James Love enlisted in the Marines right out of high school, 11 years ago. By the time he reported for duty at the Marine Corps Recruit Depot in San Diego as assigned, on the morning of September 11, 2001, the world had already changed forever.
After eight years in uniform, including two tours of Iraq, Sgt. Love is continuing his service to our country through the Student Conservation Association’s (SCA) Veterans Fire Corps, an innovative career preparedness program that trains young military vets in wildfire fighting and mitigation. This program and many others like it are made possible with the support of federal and military employees through the Combined Federal Campaign each year.

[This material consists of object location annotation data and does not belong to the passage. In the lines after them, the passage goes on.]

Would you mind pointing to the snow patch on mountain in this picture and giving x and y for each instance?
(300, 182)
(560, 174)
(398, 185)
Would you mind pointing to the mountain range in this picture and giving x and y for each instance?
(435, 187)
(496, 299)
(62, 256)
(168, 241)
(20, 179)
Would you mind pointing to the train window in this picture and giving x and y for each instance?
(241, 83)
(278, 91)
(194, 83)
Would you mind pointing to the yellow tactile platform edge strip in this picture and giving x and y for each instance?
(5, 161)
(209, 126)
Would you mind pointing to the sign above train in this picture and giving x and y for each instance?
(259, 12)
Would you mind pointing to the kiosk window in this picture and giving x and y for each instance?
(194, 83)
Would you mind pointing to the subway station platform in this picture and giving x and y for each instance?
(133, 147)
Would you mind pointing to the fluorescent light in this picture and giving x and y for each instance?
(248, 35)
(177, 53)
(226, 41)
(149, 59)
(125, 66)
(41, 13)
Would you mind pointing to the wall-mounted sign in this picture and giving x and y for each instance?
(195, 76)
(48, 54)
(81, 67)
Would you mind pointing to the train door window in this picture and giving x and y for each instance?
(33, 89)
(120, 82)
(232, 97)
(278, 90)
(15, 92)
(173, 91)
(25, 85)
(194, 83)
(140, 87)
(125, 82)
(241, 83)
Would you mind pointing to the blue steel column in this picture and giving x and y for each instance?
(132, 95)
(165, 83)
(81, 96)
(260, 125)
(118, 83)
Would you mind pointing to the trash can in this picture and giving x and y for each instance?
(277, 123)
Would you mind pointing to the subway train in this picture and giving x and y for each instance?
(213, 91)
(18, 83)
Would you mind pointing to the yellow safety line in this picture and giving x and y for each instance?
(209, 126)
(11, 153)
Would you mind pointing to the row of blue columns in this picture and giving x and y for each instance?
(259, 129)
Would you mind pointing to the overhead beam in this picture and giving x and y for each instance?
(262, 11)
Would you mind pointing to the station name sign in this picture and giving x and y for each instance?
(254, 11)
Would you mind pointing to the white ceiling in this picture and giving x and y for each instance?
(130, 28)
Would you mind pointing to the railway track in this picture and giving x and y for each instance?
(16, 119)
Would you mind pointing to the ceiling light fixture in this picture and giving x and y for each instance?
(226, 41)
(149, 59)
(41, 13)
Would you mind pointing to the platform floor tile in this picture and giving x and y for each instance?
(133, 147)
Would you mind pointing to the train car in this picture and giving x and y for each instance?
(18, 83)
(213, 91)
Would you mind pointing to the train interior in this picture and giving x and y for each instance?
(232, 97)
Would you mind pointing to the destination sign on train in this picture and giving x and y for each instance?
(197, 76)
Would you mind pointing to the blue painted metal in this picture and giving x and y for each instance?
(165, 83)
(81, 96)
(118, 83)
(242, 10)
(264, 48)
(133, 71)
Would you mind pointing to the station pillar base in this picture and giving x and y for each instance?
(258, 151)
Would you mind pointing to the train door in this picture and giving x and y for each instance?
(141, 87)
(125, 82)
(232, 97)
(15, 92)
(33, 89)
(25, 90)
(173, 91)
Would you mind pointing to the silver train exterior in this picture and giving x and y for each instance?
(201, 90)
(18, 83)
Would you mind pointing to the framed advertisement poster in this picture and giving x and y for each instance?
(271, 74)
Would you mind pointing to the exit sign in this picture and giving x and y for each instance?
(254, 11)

SCA, an EarthShare member organization, conducts the Veterans Fire Corps in partnership with the US Forest Service, employing protocols familiar to those in uniform to aid the transition back to civilian life. Love says that for him, it’s made all the difference in the world. “I was interested in the Veterans Fire Corps because it was specifically geared towards recent era military veterans, meaning I would be working with fellow veterans that have had experiences and general customs similar to my own, unlike 95% of the young college kids I am surrounded by in school,” he says.

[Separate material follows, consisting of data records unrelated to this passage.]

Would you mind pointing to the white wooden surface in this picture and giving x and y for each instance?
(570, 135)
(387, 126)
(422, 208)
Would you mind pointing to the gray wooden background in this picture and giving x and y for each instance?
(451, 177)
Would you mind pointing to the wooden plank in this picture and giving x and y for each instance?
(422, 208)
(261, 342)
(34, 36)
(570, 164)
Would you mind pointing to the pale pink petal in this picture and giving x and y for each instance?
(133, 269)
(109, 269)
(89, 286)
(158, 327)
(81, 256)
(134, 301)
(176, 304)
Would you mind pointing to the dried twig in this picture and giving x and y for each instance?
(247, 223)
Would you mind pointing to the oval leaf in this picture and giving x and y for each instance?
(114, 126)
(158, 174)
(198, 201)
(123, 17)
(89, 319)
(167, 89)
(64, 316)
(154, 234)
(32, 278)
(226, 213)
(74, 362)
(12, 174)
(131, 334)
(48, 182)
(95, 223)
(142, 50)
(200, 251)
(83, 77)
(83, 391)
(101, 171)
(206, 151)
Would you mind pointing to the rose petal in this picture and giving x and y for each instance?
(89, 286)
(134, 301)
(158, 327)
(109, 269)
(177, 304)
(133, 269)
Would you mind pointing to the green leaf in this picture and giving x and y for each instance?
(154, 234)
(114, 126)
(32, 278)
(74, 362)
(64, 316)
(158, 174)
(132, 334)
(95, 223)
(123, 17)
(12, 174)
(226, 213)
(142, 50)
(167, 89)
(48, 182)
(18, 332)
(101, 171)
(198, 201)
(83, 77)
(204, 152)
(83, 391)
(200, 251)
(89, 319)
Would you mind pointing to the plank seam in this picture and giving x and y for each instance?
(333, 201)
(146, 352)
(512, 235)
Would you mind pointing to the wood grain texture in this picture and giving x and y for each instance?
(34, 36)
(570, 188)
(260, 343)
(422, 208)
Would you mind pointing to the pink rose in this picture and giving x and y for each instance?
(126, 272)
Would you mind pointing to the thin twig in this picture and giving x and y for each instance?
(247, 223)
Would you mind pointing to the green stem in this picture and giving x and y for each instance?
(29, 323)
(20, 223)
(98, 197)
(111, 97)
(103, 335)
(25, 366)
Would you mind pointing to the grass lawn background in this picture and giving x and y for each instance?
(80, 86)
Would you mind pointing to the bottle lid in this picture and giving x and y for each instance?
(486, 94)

Love’s unit works the Kaibab National Forest outside Williams, AZ. “I’m surprised by how serious everyone takes fire in northern Arizona,” he observes. “It probably has to do with the fact that the city is literally surrounded by the forest.” His crew alternates between preemptive prescribed burns and thinning operations.

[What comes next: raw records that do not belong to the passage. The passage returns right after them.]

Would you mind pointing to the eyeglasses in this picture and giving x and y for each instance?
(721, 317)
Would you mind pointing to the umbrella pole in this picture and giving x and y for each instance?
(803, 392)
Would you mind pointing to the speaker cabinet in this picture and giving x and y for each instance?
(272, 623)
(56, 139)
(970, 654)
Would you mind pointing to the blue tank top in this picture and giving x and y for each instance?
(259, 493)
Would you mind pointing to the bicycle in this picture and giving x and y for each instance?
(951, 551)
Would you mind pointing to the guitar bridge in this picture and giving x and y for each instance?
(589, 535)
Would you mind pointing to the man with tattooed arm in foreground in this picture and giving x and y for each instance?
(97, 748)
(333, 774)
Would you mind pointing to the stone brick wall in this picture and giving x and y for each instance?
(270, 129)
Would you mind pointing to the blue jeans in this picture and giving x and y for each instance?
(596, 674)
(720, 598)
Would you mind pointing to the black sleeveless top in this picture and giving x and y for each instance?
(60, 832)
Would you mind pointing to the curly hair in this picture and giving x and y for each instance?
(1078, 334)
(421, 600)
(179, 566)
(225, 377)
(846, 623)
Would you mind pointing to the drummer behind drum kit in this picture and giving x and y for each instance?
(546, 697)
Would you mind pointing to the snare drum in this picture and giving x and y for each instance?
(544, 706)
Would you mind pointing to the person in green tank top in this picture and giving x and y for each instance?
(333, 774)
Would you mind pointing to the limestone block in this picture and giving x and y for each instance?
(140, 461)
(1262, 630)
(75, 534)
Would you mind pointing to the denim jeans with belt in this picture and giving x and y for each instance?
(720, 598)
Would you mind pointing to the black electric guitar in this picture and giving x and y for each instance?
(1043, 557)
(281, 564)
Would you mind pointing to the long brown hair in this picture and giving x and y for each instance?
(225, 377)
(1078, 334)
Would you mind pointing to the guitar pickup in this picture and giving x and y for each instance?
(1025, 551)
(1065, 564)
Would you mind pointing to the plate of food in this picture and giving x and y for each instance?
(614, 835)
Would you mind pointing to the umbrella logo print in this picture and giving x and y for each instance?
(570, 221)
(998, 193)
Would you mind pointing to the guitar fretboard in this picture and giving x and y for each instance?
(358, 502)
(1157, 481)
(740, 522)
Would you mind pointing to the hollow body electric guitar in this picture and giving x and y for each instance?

Davon Goodwin earned a Purple Heart with the Army Reserve in Afghanistan before signing on with SCA. “I didn’t think being a wildland firefighter was this physically demanding and stressful,” states the 23-year-old Pittsburgh native. “But I like that we are still giving back to our country by restoring and improving the conditions in our nation’s forests.”
In addition to their work with SCA, both Love and Goodwin are pursuing their college degrees and agree that their experiences at Kaibab are invaluable. “I am not only fulfilling my internship requirements for college,” says Love, “but I’m providing a service to the environment and giving back to the local community.” Adds Goodwin, “As a biology and botany major, this work can really tell you a lot about the current ecosystem. My career goals are to become an agronomist and help to make agriculture sustainable for the world.”
Other corps members note that if they are able to mount a career with a federal resource management agency, their time in uniform will count toward their government pension. “’All labor that uplifts humanity has dignity and importance and should be undertaken with painstaking excellence,’” says Goodwin, quoting Dr. Martin Luther King, Jr. “I have served my country in war and this program gives me the ability to serve my country in a whole new way.”